11 Kasım 2010 Perşembe

Faşizme Karşı Omu Zomuza


hava erken kararıyor artık. yunancaya girmeden kararmıştı bugün.

çarşamba günleri dersten 7de çıkıyorum. güney meydana bi bakıyorum. eve dönüyorum. çarşamba akşamları boğaziçi, college kafası albert long hall'da klasik müzik konserlerine katılıyor. onları kesip evime gidiyorum. bugün ise her zamankinden farklıydı durum. o konsere girdim. anlatıyorum.

hıncal uluç'la birlikte girdik salona. benim koltuğum biraz arkadaydı. görüşürüz hıncalcım dedim. gülümsedi. çok yaşlanmış. bir eski dostu bu kadar aciz görmek insanı yaralıyor.

ne zaman eski bir dost görsem
karşı koyamam gözlerim dolar
hıncal yine formundaydı
gözlerinde munzurluk
boynunda fular

dört el piyano çaldılar. o an hiç yapmayacağım bişey yaptım. yerimden kalktım. dansetmeye başladım. modern dans diye bişey varsa onu yaptım. zaten arkalardaydım. pek gören olmadı. ama görseler de umrumda değildi. gözlerimi kapadım. uçtum. sadece dansettim. ve müzik dinledim. ritm duygum yoktur. ama müzikle bir olduğumu hissettim. dansettim.

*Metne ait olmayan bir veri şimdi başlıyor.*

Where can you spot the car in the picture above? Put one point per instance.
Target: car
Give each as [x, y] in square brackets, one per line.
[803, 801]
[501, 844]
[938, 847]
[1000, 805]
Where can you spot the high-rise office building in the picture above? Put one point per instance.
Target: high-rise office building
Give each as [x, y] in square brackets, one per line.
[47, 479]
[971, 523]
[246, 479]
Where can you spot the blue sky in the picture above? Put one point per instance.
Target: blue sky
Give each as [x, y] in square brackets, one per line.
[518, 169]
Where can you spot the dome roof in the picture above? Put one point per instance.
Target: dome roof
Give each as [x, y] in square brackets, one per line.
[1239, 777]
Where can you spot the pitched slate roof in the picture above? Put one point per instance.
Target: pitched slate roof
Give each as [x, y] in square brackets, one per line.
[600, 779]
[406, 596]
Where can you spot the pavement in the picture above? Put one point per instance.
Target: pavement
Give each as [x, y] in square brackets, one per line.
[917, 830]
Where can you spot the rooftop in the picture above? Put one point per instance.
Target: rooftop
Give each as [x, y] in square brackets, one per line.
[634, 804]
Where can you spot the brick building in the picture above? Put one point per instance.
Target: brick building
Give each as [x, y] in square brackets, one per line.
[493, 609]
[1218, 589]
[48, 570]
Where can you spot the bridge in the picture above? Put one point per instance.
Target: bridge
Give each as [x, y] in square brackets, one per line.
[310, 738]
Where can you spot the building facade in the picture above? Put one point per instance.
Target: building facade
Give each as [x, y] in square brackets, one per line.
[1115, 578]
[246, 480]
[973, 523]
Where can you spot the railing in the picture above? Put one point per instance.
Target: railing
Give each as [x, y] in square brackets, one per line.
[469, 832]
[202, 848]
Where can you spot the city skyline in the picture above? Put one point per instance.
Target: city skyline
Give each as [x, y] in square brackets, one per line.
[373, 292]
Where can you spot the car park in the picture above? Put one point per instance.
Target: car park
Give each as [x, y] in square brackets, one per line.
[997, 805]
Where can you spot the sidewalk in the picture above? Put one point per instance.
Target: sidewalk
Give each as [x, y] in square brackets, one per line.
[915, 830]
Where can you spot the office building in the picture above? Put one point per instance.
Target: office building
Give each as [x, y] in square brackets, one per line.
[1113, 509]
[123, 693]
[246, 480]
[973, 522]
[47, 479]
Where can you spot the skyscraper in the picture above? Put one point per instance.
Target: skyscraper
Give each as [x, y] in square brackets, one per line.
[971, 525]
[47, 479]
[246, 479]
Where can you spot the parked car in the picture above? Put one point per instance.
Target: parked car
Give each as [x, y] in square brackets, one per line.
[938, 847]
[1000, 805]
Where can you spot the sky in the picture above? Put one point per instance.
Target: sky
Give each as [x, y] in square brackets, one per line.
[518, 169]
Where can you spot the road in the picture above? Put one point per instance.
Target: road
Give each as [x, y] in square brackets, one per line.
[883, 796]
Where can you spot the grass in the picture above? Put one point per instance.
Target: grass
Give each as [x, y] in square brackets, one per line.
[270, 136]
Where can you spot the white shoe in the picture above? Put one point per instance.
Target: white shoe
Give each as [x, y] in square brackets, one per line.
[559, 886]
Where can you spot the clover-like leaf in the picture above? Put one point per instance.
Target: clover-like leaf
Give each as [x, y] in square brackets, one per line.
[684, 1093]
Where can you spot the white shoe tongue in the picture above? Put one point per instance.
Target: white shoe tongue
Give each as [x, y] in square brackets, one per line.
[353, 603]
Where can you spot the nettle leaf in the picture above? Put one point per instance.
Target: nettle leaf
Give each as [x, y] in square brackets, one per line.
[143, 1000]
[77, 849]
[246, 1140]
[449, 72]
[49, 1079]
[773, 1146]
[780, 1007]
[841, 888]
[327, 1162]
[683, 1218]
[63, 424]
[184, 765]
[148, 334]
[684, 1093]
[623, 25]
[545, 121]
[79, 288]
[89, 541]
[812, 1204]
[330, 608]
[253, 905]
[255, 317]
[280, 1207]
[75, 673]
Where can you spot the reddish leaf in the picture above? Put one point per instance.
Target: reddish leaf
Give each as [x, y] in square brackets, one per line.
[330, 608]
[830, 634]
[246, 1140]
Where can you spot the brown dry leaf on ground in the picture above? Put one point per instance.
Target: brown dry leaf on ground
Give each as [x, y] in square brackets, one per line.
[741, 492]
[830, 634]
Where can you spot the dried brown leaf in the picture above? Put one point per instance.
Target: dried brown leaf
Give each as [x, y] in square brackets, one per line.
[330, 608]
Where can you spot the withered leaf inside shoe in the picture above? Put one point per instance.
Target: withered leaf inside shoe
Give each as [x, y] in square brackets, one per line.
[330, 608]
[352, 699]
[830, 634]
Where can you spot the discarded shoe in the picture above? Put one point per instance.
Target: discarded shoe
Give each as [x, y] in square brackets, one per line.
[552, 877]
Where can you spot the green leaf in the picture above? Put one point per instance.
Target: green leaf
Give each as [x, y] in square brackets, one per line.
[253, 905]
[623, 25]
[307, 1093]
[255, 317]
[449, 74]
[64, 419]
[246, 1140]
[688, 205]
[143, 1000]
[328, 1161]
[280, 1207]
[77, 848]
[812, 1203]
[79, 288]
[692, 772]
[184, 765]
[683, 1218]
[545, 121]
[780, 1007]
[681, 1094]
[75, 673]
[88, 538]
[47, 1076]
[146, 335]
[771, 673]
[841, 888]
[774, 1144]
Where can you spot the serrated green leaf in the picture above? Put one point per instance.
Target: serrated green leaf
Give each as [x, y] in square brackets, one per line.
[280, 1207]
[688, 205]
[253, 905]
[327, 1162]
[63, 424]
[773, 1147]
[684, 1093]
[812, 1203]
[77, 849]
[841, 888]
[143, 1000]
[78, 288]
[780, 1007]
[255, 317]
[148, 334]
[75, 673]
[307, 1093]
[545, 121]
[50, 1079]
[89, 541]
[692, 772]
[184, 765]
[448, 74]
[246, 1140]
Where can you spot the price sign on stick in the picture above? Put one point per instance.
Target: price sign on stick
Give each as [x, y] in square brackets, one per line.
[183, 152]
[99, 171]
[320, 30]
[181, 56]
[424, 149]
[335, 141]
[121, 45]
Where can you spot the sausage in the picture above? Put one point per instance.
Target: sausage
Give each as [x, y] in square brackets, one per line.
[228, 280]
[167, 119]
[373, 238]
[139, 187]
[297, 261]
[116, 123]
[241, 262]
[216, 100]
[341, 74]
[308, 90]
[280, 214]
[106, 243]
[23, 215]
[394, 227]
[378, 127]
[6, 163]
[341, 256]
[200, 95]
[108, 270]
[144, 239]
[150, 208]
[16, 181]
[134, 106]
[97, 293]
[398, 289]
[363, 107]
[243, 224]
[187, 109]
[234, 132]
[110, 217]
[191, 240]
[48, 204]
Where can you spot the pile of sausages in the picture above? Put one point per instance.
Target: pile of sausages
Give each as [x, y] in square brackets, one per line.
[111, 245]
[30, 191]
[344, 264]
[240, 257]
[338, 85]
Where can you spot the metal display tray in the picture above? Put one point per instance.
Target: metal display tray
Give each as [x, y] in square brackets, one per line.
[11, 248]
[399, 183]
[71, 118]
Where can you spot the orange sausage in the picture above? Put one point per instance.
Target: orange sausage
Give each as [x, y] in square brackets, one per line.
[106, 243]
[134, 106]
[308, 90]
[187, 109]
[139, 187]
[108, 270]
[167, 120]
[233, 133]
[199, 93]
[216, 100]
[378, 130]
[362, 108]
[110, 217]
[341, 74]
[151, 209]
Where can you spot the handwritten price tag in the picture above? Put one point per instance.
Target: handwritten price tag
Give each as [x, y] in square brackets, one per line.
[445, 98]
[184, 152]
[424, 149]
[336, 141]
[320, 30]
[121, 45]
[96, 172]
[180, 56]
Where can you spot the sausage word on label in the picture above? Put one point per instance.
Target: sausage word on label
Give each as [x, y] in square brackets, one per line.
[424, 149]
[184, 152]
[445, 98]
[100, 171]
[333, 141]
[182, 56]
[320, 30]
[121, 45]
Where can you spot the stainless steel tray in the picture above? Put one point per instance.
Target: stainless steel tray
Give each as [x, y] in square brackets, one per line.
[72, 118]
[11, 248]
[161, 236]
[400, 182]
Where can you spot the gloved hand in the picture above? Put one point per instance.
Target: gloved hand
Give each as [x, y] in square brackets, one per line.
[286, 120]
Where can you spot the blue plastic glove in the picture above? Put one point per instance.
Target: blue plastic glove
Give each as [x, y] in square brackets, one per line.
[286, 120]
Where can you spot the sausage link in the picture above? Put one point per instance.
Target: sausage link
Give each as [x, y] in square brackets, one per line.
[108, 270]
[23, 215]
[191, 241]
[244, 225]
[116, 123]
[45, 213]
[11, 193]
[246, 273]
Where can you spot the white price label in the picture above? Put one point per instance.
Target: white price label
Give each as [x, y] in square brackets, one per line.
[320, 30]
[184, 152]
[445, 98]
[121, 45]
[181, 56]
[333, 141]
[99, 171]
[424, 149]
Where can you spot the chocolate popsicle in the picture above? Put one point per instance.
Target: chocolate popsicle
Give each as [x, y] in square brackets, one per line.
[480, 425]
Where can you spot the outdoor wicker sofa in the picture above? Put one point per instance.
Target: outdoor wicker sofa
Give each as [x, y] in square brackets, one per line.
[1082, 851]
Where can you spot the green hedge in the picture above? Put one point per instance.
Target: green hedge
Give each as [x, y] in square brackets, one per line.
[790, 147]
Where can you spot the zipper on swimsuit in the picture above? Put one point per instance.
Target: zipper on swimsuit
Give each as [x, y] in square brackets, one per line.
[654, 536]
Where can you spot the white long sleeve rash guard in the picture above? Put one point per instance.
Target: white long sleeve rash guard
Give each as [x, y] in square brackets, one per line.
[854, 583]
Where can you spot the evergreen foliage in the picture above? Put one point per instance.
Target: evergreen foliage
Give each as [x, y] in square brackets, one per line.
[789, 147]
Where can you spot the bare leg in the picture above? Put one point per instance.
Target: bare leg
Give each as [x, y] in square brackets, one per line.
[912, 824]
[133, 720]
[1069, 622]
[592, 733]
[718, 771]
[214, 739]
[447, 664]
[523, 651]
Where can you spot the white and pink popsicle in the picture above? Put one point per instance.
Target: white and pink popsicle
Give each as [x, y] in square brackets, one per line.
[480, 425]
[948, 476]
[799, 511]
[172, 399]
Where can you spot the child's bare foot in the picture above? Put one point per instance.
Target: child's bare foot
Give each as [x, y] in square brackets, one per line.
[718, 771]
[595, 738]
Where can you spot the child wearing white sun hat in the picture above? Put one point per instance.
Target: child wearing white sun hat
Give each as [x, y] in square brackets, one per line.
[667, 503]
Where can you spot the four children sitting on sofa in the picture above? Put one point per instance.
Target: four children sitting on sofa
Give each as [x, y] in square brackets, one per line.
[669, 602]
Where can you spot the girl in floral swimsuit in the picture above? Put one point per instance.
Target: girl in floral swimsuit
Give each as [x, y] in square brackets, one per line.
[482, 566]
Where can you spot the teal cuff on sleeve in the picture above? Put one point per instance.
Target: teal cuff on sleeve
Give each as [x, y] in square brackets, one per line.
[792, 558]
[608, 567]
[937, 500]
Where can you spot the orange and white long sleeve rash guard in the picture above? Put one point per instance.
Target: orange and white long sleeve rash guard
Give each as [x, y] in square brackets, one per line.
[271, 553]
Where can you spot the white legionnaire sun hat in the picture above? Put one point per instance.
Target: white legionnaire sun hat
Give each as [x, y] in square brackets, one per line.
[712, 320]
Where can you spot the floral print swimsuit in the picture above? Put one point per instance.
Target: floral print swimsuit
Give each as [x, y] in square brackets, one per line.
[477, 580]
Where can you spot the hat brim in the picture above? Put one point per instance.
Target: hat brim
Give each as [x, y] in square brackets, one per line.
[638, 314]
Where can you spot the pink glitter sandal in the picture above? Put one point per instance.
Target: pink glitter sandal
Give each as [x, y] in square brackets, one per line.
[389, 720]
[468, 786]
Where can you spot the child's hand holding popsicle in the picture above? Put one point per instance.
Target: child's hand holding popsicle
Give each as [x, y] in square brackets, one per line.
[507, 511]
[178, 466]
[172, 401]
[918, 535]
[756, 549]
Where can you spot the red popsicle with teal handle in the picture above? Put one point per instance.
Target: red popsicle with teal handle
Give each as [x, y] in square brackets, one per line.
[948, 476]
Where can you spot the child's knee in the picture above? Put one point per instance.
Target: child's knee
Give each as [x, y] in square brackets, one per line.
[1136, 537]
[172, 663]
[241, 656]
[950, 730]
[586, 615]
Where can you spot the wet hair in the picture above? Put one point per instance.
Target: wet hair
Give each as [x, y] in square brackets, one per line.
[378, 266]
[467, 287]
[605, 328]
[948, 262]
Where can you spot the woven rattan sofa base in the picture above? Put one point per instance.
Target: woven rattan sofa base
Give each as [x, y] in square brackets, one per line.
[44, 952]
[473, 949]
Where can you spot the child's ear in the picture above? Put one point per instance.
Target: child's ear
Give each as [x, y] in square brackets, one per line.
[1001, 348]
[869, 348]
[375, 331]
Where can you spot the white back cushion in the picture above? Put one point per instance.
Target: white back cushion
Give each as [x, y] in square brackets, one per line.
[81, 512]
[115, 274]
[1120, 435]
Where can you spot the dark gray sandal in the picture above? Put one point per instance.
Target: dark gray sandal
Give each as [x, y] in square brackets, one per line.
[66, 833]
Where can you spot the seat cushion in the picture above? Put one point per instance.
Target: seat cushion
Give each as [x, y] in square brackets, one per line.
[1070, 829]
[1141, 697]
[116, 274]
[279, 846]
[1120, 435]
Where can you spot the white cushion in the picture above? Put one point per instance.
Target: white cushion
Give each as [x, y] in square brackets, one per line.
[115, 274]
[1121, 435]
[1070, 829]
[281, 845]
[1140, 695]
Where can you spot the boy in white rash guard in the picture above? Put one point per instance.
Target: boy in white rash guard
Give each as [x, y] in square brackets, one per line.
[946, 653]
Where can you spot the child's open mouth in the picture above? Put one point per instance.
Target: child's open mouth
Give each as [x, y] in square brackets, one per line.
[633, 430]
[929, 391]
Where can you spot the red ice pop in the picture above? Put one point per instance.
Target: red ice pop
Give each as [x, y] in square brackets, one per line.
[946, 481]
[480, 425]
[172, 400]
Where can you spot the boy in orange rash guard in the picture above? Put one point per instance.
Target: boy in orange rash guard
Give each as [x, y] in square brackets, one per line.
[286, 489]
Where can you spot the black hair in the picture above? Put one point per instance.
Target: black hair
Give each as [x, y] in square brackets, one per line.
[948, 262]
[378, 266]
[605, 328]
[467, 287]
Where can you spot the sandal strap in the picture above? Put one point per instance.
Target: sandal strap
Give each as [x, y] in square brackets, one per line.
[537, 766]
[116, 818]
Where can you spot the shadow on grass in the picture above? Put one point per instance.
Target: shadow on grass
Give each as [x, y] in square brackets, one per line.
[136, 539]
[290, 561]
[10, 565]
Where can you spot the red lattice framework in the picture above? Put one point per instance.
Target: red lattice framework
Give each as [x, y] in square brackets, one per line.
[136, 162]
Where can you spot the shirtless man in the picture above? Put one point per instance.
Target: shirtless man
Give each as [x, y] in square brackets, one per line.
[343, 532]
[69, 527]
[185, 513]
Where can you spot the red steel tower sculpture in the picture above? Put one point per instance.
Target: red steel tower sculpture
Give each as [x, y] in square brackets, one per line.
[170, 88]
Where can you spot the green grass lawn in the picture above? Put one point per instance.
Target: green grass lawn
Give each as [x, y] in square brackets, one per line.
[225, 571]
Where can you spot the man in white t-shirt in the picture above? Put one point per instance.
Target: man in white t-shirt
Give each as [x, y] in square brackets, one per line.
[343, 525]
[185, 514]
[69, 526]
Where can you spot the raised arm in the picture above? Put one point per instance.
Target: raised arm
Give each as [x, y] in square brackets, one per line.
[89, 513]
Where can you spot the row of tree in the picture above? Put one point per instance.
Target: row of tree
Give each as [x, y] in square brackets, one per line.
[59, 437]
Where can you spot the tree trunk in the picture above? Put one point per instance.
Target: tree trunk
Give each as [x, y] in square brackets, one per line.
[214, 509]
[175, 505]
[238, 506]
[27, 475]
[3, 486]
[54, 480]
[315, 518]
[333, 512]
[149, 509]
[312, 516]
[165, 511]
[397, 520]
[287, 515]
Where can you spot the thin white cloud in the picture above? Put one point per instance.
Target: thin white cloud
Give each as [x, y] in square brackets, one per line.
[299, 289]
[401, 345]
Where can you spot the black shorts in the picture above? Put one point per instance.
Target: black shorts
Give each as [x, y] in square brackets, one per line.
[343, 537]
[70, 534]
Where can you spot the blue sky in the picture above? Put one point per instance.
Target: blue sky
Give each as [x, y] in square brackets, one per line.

ve birden alkışlar duymaya başladım. yanımdakiler alkışlamıyordu. kimse alkışlamıyordu. müzik durmuştu. san'atçılar gitmişti. herkes oturuyordu. müzik dinliyordu. ama alkışlar duyuyordum. ben havadaydım. yerçekimi kaybolmuştu. elimi kaybettim. etrafıma baktım. bulamadım. elsiz kaldım. kolsuz kaldım. bacaklarım kayboldu yavaş yavaş. ve hoop kayboldum.

adamın biri bana baktı saf saf. ben alkışlıyordum. müzikten çok fazla anlamam ama güzeldi heralde. hıncal uluç da alkışlıyordu çünkü. az önce bi adamın uyuduğunu farkettik topluluk olarak. uyurken alıp verilen yüksek sesli nefesleri ele verdi onu. rüya da görmüş sanırım. bana bakan adam o galiba. beni mi gördü rüyasında acaba?

tk dersinde başkasının rüyaları diye bi kitap okuduk. yazarı bayramdan sonraki pazartesi söyleşiye gelecekmiş.